Certainly it's worth comparing the onboard attitude with base estimation and Vicon to see if it makes sense to incorporate it. Have you done any comparisons of the IMU attitude and Vicon for a dynamic task?

MaximilienNaveau commented 3 years ago

We did not do the test but it would be worth it. Though I am not sure we have a lot of rolling and pitching in our "dynamic motions". @majidkhadiv @jviereck do you guys have logs on this?

jviereck commented 3 years ago

I recorded static walks and jumps. The base was not rotating in either case.

MaximilienNaveau commented 3 years ago

It could still be intersting as the acceleration is not zero... Where are those logs?

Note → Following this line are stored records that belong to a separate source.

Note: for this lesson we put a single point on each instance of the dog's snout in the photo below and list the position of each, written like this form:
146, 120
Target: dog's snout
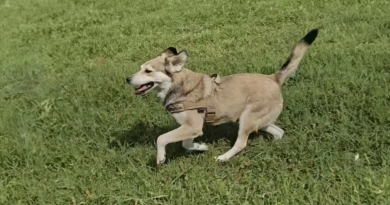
128, 80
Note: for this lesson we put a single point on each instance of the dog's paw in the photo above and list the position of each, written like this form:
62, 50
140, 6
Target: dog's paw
160, 161
198, 147
221, 158
279, 135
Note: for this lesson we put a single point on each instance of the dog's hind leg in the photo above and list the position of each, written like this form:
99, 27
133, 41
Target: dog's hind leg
189, 145
275, 131
250, 120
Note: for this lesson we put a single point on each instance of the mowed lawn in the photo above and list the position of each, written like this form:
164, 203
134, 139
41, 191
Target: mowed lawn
73, 132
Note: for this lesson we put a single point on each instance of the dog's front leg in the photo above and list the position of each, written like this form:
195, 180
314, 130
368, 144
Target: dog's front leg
184, 132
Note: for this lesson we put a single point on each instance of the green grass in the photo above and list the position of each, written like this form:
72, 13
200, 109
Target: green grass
69, 123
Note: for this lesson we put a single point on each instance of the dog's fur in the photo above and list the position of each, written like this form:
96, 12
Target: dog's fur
253, 100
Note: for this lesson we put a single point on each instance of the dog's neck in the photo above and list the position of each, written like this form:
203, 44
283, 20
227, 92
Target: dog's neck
185, 85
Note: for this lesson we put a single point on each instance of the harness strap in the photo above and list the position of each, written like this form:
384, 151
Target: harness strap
206, 106
201, 108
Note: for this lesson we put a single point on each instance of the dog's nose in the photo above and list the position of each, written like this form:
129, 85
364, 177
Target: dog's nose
128, 80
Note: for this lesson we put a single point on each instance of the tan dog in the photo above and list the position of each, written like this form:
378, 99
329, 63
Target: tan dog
253, 100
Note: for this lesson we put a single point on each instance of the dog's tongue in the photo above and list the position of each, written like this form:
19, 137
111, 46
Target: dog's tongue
142, 88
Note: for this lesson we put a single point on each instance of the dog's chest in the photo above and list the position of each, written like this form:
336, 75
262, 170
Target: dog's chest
180, 117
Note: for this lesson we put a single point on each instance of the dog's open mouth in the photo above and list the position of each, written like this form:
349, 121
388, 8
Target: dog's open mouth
143, 88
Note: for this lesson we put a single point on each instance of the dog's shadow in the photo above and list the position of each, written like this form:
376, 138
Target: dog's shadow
144, 133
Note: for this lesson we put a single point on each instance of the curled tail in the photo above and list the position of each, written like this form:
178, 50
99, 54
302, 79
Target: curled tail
291, 65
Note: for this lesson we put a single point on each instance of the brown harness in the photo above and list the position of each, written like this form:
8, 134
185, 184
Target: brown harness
204, 106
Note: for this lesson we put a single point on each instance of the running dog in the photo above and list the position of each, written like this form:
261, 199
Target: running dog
253, 100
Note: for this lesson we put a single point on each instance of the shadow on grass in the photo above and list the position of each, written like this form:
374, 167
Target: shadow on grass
144, 133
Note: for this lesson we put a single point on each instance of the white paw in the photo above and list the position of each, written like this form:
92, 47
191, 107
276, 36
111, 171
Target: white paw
199, 147
160, 160
279, 135
221, 158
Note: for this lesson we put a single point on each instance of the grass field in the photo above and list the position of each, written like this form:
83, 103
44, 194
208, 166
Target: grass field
73, 132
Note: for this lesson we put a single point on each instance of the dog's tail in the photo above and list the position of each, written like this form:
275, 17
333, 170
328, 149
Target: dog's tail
291, 65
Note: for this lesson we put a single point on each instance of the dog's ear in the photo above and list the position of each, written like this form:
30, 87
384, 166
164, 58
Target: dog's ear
176, 63
169, 51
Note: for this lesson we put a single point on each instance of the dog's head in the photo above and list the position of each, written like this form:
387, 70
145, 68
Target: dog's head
158, 71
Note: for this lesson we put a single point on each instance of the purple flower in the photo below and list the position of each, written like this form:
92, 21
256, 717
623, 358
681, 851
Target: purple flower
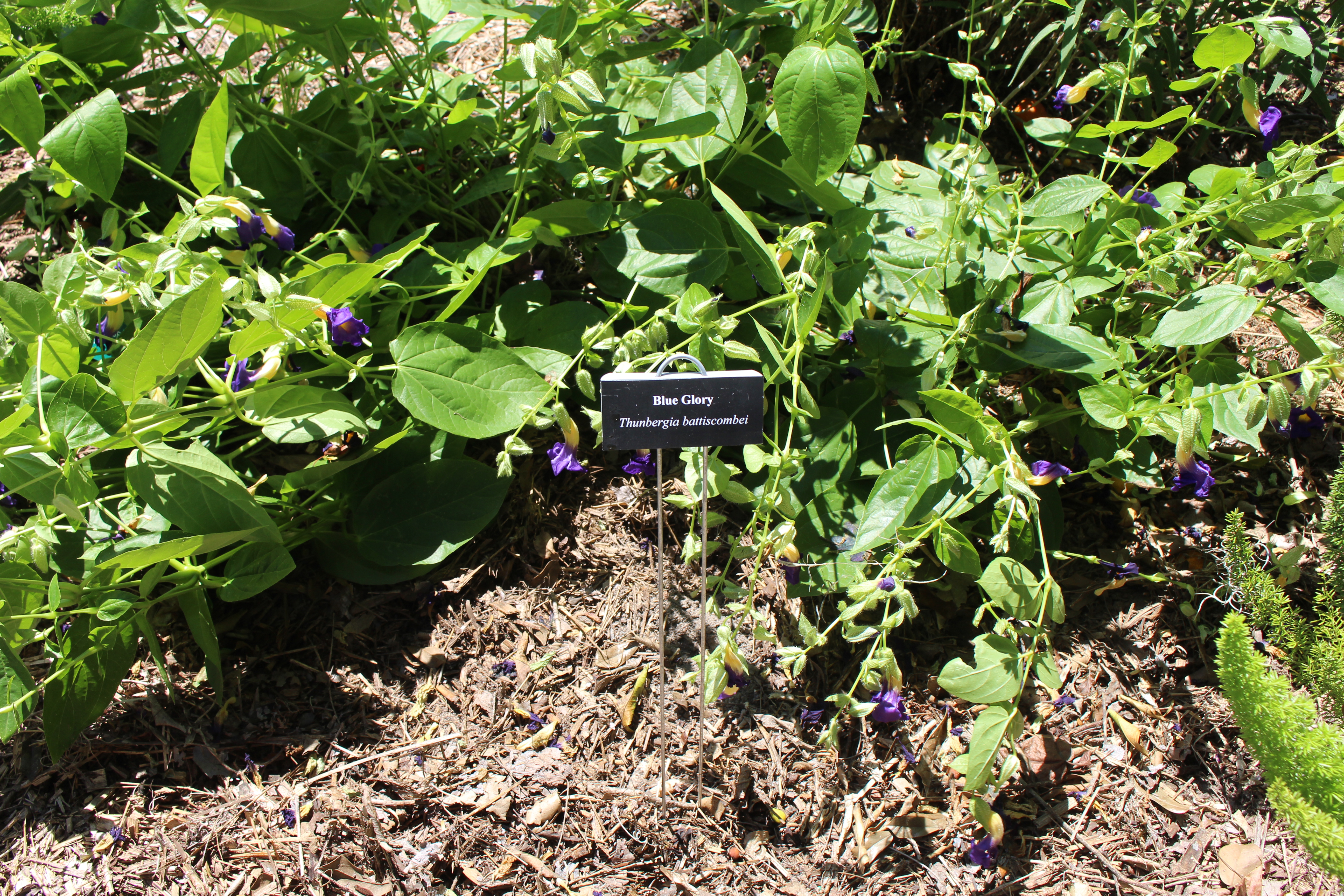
1046, 472
241, 379
1197, 475
249, 232
640, 465
562, 459
892, 706
1303, 422
1271, 120
984, 852
1120, 571
346, 328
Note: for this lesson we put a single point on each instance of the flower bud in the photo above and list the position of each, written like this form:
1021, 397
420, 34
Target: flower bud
1190, 424
1277, 404
584, 379
1256, 410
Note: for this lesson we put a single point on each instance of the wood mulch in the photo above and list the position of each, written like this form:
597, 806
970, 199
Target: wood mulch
464, 735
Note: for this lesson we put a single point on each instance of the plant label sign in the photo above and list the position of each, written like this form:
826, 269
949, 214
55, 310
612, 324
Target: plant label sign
682, 410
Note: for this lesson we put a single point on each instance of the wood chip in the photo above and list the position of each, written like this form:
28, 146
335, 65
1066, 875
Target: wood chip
1237, 862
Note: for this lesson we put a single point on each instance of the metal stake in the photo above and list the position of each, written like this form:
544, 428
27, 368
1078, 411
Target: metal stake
663, 653
705, 570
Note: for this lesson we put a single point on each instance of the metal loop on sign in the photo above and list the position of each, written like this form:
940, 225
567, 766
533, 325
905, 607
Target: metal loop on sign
679, 356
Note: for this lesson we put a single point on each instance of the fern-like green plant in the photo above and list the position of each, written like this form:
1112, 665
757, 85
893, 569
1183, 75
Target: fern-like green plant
1303, 758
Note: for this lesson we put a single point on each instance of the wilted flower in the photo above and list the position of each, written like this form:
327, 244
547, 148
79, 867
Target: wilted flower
984, 852
241, 379
1269, 123
1046, 472
249, 229
1194, 472
283, 236
1117, 570
892, 706
346, 328
1303, 422
642, 464
562, 459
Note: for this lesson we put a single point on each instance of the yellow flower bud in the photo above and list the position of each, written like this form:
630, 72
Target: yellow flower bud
240, 209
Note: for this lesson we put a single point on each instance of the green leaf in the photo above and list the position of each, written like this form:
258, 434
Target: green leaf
170, 343
1066, 348
996, 678
819, 99
670, 248
253, 569
207, 154
1160, 152
1066, 195
82, 413
198, 492
463, 381
33, 476
988, 733
25, 312
74, 701
708, 80
1109, 405
21, 111
299, 414
310, 17
181, 128
678, 131
1206, 316
1323, 280
1013, 587
92, 143
425, 508
1225, 46
195, 609
177, 549
1281, 215
15, 684
921, 475
759, 257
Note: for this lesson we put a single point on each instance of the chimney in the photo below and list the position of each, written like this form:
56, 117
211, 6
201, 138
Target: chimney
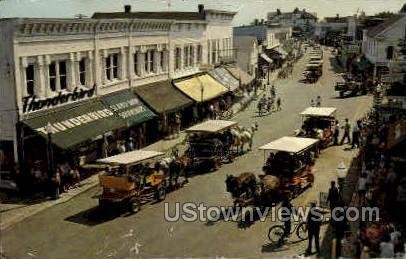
200, 8
127, 8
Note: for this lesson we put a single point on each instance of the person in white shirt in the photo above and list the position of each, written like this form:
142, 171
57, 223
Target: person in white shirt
386, 247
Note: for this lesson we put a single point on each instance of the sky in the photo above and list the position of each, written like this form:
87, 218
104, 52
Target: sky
247, 9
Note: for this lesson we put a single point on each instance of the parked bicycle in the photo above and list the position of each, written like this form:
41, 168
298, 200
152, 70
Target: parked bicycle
276, 234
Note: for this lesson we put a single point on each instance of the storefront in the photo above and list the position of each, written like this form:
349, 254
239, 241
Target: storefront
164, 99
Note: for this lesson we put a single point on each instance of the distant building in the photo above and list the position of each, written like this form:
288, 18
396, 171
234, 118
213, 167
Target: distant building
298, 20
247, 50
379, 43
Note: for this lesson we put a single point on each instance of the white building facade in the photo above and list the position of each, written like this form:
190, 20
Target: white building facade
49, 63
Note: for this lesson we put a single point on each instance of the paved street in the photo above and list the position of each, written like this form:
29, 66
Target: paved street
76, 230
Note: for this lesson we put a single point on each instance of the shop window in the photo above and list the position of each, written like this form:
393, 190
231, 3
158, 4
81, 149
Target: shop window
52, 76
30, 80
82, 71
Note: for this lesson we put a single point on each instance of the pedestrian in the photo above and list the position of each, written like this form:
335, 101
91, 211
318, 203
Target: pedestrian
346, 135
333, 196
336, 132
318, 101
313, 220
355, 135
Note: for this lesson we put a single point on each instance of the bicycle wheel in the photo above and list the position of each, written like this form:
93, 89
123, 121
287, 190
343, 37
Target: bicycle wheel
301, 231
275, 233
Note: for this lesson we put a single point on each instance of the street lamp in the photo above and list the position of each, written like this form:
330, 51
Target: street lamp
50, 154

jviereck commented 3 years ago

The data (movies + data) for the jumps and static walks is in rsec: https://rsec-motion-group.is.localnet/experiments/16/

nrotella commented 3 years ago

It could still be intersting as the acceleration is not zero... Where are those logs?

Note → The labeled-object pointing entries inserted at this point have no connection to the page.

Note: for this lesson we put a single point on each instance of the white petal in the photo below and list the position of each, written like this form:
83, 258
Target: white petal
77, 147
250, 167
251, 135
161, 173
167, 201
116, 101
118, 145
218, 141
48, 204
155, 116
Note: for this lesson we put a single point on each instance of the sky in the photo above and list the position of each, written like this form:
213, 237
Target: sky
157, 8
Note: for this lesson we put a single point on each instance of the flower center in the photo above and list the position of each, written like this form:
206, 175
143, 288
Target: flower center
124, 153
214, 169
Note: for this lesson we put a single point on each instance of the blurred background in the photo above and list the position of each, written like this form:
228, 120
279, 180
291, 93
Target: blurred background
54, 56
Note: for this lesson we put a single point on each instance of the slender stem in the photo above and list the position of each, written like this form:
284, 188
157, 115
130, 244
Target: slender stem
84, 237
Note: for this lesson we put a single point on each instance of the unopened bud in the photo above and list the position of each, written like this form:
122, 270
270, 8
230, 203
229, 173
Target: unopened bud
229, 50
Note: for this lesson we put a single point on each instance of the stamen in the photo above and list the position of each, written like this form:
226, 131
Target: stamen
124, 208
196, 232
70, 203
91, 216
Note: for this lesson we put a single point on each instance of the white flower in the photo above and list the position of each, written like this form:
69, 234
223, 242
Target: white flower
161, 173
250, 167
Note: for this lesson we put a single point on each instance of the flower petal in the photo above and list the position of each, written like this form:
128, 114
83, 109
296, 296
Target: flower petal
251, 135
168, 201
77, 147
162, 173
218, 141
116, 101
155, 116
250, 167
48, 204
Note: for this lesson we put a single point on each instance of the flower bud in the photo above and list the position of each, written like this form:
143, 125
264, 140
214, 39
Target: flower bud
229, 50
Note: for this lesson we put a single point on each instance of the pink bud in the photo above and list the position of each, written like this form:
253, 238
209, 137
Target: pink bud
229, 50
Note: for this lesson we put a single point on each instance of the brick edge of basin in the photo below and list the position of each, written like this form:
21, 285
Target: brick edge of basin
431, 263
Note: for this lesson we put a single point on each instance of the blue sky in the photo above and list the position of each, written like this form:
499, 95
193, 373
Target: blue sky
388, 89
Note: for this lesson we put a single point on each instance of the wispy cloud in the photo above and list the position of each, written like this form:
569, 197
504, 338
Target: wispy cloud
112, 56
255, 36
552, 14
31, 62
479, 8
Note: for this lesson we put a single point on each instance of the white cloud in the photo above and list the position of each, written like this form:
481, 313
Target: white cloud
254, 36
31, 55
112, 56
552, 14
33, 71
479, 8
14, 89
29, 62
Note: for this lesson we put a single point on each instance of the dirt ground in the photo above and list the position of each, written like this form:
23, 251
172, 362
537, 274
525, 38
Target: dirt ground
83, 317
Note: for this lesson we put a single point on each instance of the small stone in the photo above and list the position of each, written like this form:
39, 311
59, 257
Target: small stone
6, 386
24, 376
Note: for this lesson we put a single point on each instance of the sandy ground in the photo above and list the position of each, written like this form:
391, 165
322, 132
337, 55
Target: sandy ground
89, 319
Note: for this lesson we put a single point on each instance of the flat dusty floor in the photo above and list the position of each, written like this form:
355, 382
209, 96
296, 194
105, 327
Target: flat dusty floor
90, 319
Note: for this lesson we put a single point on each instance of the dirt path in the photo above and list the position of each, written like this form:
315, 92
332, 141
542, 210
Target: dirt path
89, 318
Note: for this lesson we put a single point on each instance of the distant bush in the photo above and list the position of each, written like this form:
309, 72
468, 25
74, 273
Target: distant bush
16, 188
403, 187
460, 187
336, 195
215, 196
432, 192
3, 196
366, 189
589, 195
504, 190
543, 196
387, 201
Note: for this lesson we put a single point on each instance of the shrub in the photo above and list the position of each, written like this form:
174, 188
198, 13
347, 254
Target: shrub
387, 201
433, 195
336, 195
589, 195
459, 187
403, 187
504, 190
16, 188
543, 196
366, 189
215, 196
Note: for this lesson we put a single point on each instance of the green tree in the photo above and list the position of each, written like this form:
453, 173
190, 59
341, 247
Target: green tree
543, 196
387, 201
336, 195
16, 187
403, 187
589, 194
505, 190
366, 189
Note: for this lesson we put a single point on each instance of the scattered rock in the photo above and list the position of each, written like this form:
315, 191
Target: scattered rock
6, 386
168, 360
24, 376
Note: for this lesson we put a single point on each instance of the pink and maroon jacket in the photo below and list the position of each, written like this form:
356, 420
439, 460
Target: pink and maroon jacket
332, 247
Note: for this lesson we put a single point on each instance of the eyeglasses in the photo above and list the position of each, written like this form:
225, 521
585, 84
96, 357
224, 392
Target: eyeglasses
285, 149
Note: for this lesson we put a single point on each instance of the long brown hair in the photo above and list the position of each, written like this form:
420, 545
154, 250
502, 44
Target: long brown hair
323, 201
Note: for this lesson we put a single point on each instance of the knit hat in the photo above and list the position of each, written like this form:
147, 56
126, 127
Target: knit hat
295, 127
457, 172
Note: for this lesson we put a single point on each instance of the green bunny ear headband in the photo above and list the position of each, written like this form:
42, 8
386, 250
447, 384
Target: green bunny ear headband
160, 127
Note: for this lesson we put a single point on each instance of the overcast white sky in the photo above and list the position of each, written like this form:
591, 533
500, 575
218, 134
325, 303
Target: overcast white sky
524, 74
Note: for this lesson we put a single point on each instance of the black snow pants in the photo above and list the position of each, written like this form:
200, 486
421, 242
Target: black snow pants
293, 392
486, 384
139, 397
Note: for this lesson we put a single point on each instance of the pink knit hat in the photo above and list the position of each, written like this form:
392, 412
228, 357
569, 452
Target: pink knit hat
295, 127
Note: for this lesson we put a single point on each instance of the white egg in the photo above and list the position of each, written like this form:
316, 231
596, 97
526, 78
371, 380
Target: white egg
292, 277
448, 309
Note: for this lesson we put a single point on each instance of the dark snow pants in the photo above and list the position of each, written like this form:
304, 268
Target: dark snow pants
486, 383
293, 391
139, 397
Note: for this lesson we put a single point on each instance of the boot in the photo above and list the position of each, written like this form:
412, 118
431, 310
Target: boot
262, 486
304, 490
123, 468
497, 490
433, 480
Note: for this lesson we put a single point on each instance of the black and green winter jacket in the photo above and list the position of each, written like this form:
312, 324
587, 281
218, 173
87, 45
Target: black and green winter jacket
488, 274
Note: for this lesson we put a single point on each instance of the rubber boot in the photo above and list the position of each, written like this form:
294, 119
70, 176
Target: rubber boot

Yes exactly - the roll/pitch correction on the onboard attitude estimation should come from periods of low linear acceleration, which for a walking robot I think is not so valid. In particular, contact switches create ugly accelerations which could also corrupt the estimation. But thank you @jviereck for linking the IMU datasheet, I will to take a look there. I can tell you that I haven't ever seen anyone use the IMU's onboard attitude in base estimation, but it's not a bad idea to benchmark it in case it's useful generally.

nrotella commented 3 years ago

I wrote a simple simulated base IMU with noise terms in the bullet wrapper module over the weekend, just haven't had the chance to push and open a PR, sorry. I'll try to do that tomorrow.

ahmadgazar commented 3 years ago

Thanks a lot for that. Gonna check that today.

ahmadgazar commented 3 years ago

@nrotella shall we close this issue since we merged the PR?